4\. Do you really need to remind me of the name of each of your projects as I
hover the mouse over them? Five of them already have the name (or part of it)
in the screenshot. A short description might be more informative.

5\. Your age can be both an asset and a liability. It's an asset because it
shows that you're smarter than the rest of the 17-year-olds. It's also a
liability because potential clients might underestimate your seriousness, your
reliability, and/or your ability to charge a fair hourly rate. You're almost
18. Your days of relying on your competence/age ratio to distinguish yourself
from others are all but over. From now on, it doesn't matter how old you are.
Focus on looking professional. Very professional.

6\. phpMyAdmin is not a paradigm. In fact, I would say that only 2 of the 7
items on your list qualify as paradigms. There are also duplicates, like LAMP
= Apache + MySQL + PHP. Consider a different way to organize and present your
skill set, and try to quantify your skills as others have suggested. Also, be
honest in your quantification. You don't have to be an expert in everything.

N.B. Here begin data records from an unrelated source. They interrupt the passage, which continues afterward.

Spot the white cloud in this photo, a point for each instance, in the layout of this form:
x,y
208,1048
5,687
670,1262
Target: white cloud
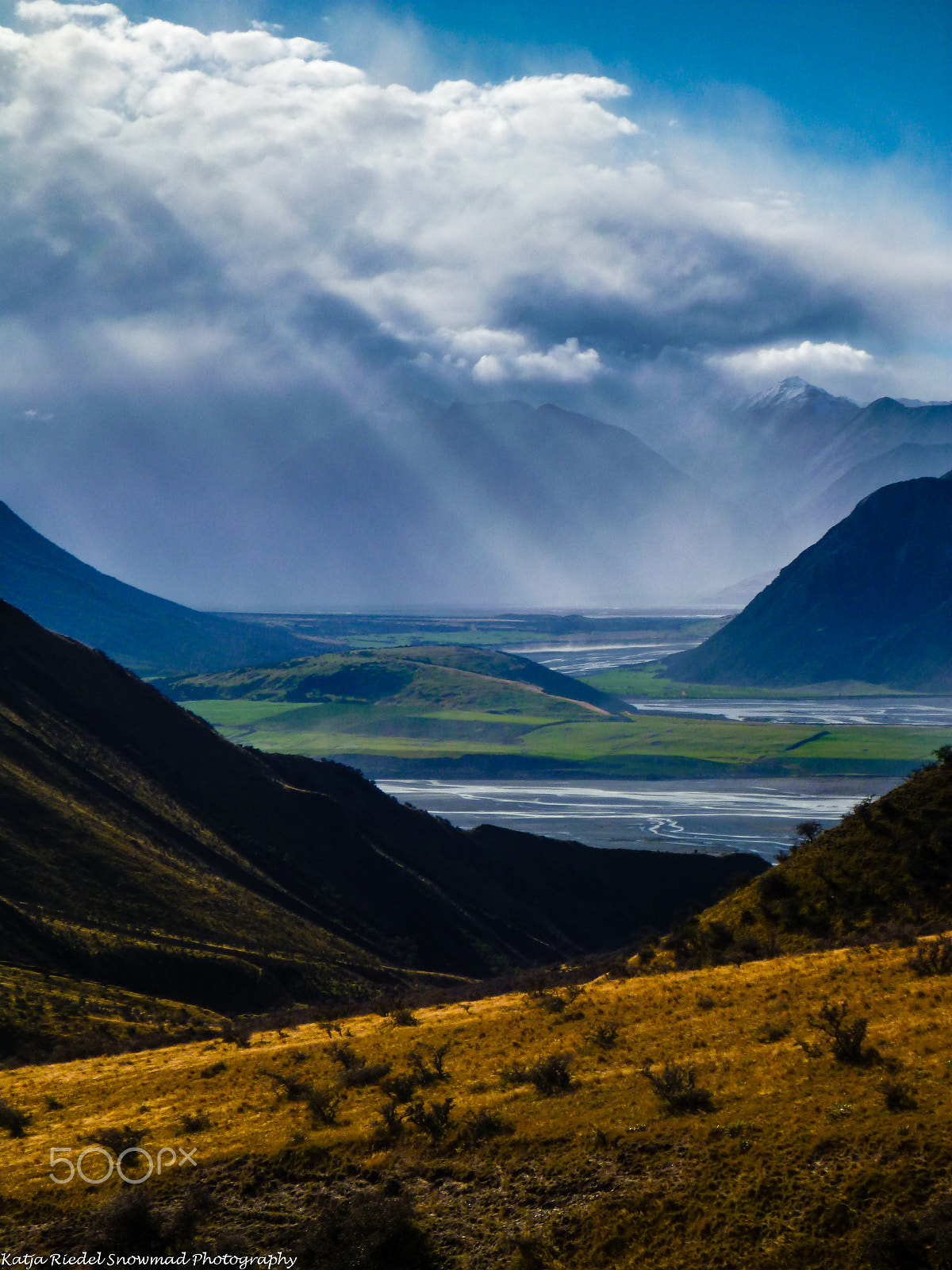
x,y
804,360
253,187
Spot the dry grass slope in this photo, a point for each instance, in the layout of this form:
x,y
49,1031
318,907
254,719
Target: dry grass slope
x,y
799,1160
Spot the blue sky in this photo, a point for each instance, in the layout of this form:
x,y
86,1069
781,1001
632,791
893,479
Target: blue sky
x,y
243,224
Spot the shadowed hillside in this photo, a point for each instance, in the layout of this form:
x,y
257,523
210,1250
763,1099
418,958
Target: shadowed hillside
x,y
871,601
141,849
143,632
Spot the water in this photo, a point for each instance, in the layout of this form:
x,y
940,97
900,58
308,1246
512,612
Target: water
x,y
894,711
664,816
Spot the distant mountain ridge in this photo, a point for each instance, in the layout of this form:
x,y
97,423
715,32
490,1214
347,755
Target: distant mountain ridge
x,y
141,632
869,602
139,848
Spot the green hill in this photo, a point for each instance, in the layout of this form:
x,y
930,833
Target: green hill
x,y
140,849
145,633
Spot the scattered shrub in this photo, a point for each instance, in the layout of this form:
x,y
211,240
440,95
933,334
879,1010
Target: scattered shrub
x,y
323,1104
433,1118
236,1032
194,1122
551,1075
933,956
678,1090
13,1119
370,1231
847,1035
772,1032
480,1126
898,1096
118,1140
513,1075
400,1087
367,1073
605,1035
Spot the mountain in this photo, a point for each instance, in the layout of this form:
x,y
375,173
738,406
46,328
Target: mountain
x,y
904,463
140,849
144,633
886,865
869,602
494,505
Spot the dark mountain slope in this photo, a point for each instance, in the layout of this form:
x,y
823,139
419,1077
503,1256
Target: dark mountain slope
x,y
871,601
145,633
143,849
492,505
889,863
905,463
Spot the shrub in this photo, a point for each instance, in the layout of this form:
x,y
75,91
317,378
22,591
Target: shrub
x,y
847,1035
678,1090
366,1232
898,1096
513,1075
551,1075
605,1035
367,1073
433,1119
194,1122
118,1140
400,1087
933,956
479,1126
13,1119
323,1104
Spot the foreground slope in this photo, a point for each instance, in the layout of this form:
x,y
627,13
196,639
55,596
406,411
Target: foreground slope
x,y
143,632
886,865
871,601
143,849
801,1162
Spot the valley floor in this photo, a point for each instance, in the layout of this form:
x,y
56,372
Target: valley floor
x,y
799,1160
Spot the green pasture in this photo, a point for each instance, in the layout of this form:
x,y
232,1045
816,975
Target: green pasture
x,y
325,730
626,681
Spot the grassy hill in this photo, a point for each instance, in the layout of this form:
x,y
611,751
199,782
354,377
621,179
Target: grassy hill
x,y
348,1147
145,633
143,850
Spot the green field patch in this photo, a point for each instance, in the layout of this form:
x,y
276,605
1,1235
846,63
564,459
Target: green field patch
x,y
626,681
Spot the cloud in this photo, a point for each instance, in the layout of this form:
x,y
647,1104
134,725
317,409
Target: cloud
x,y
220,245
804,360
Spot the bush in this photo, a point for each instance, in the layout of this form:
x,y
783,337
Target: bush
x,y
605,1035
898,1096
13,1119
846,1035
933,956
323,1104
513,1075
551,1075
367,1073
678,1090
371,1231
433,1119
479,1126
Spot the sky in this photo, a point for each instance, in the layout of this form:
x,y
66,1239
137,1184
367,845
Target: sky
x,y
226,225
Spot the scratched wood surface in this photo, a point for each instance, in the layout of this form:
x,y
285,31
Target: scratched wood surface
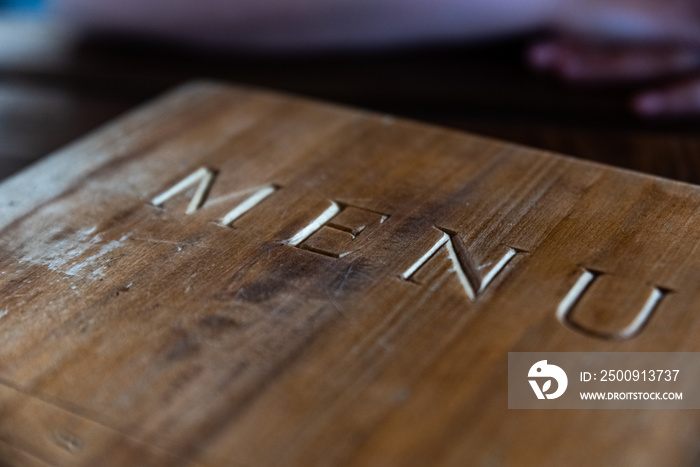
x,y
230,277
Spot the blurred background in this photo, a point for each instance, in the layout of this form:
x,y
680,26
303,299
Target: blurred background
x,y
56,85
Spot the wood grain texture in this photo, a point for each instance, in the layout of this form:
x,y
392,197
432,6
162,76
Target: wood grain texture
x,y
310,331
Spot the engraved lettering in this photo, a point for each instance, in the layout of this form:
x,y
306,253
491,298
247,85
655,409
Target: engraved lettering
x,y
204,176
249,203
333,232
462,264
582,285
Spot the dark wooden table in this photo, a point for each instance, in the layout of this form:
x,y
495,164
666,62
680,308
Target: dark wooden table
x,y
55,87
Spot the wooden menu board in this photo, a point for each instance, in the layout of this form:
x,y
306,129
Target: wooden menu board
x,y
231,277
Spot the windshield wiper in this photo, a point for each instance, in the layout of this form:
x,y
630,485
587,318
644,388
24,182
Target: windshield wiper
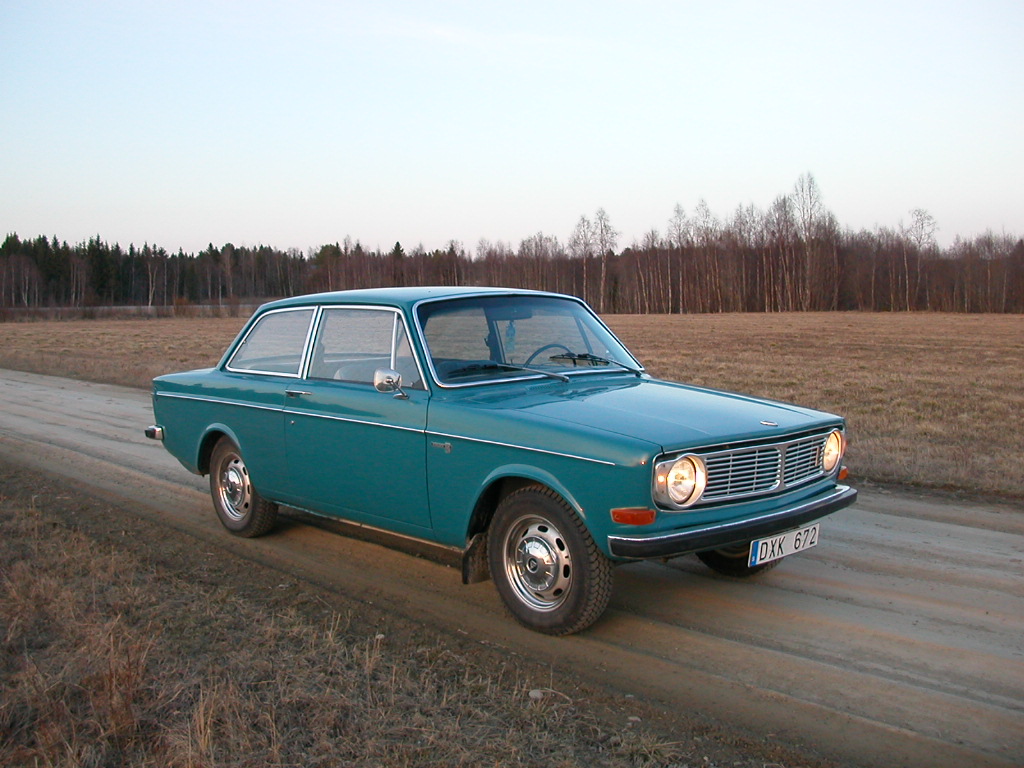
x,y
594,360
476,368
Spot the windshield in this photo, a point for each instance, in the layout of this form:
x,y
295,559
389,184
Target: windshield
x,y
500,337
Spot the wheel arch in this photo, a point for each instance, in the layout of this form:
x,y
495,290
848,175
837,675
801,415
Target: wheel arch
x,y
210,437
497,486
506,480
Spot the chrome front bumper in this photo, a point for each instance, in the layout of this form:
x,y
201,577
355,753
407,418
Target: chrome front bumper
x,y
716,536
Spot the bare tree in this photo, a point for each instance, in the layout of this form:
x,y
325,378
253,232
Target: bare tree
x,y
581,246
605,238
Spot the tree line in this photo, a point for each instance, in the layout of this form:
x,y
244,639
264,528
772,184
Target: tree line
x,y
792,257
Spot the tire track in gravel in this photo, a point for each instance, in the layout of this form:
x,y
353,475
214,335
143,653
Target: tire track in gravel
x,y
899,640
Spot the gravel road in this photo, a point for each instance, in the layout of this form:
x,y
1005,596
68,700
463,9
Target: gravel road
x,y
898,641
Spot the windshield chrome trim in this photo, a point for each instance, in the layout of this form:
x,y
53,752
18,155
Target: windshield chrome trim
x,y
415,311
218,400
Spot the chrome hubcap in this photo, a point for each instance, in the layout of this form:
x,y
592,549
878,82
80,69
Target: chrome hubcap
x,y
236,494
538,563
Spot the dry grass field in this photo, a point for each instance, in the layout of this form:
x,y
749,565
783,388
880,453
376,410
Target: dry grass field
x,y
125,644
933,400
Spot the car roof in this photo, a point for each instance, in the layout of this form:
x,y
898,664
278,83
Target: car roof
x,y
399,297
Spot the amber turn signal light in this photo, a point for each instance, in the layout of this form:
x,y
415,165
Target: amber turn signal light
x,y
634,516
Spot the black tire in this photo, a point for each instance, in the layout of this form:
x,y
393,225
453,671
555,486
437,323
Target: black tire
x,y
732,561
549,572
240,508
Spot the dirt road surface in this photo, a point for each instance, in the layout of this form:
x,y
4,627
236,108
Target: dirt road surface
x,y
898,641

7\. Instead of just MVC, list any frameworks you've used (if any). A lot of
companies are looking for people who are familiar with CodeIgniter, CakePHP,
etc. It's OK if your favorite framework doesn't coincide with theirs, because
most frameworks are similar.

8\. Microsoft likes to use big slabs of solid color, but it quickly begins to
look like a website from the 90s if you overdo it. Making your slabs slightly
transparent doesn't make them look any better, either. Subtle patterns (google
this exact phrase for a nice website with lots of free textures), light
gradients, and shadows can go a long way toward making your designs less
monotonic. Just don't overdo it. Don't overdo anything.

9\. Reconsider your choice of fonts. Heading in a generic-looking sans-serif
web font, with subheading in Arial, another generic-looking sans-serif font?
Nope, looks amateurish. Read up on typography best practices.

10\. You have a GitHub profile! Why don't you link to it? (On the other hand,
you might not want people to judge you based on the quality of your open-
source repositories, especially if they were updated quite a while ago. If I
were a client, I wouldn't want to catch a potential hire using the
mysql_query() function with interpolated variables.)

If you have any questions about what I wrote above, feel free to ask.